Akibat kekalahan ini, Gusti Gde Agung kembali ke Ubud. Sedangkan, Puri Kaleran Kapal dan Muncan diratakan dengan tanah. Selanjutnya, pemimpin pasukan perang Badung, Gusti Alit Raka Debot ditempatkan sebagai penguasa baru Desa Kapal dan tinggal di banjar Muncan. Di pusat Desa Kapal, didirikan Jro Titih, kediaman bangsawan Badung lainnya. Kerajaan Badung juga menempatkan warganya di beberapa tempat di bekas wilayah kerajaan Mengwi seperti Munggu, Gerih dan sebagainya.
Pada Juni 1898, kerajaan Badung tiba-tiba menyerang wilayah kekuasaan Punggawa Ubud. Punggawa Ubud, Cokorda Gede Sukawati berhasil memukul mundur serangan Badung di Abiansemal.
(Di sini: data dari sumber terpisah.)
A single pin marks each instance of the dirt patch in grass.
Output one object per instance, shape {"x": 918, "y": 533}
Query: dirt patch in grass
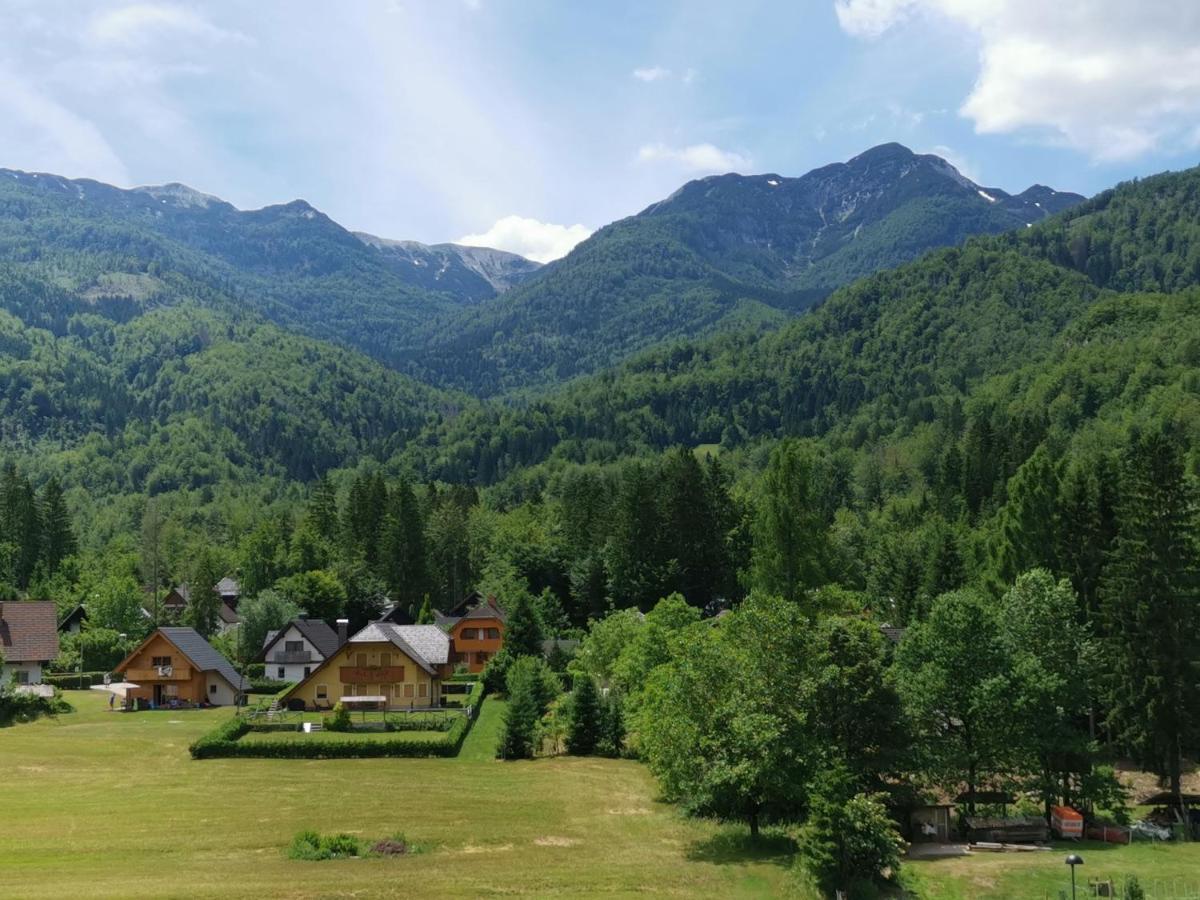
{"x": 555, "y": 841}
Dan dalam serangan kedua, pasukan Badung yang berjumlah 1000 orang dapat juga dipukul mundur di Penarungan.
Pada tahun 1898, Gusti Gde Agung meninggalkan Ubud, menuju Carangsari. Dengan bantuan Manca Carangsari, Gusti Gde Agung meneruskan perjalanan ke Abiansemal dan menetap disana. Gusti Gde Agung disebut dengan nama Cokorda Abiansemal.
Kehadiran Cokorda Abiansemal tidak memunculkan respon aksi militer dari kerajaan Badung pada Abiansemal. Cokorda Abiansemal dibiarkan kembali ke wilayah bekas kerajaan Mengwi, asal tidak memperluas pengaruh atau daerah kekuasaannya. Inilah titik awal kembalinya dinasti Mengwi kembali ke bekas wilayah negaranya.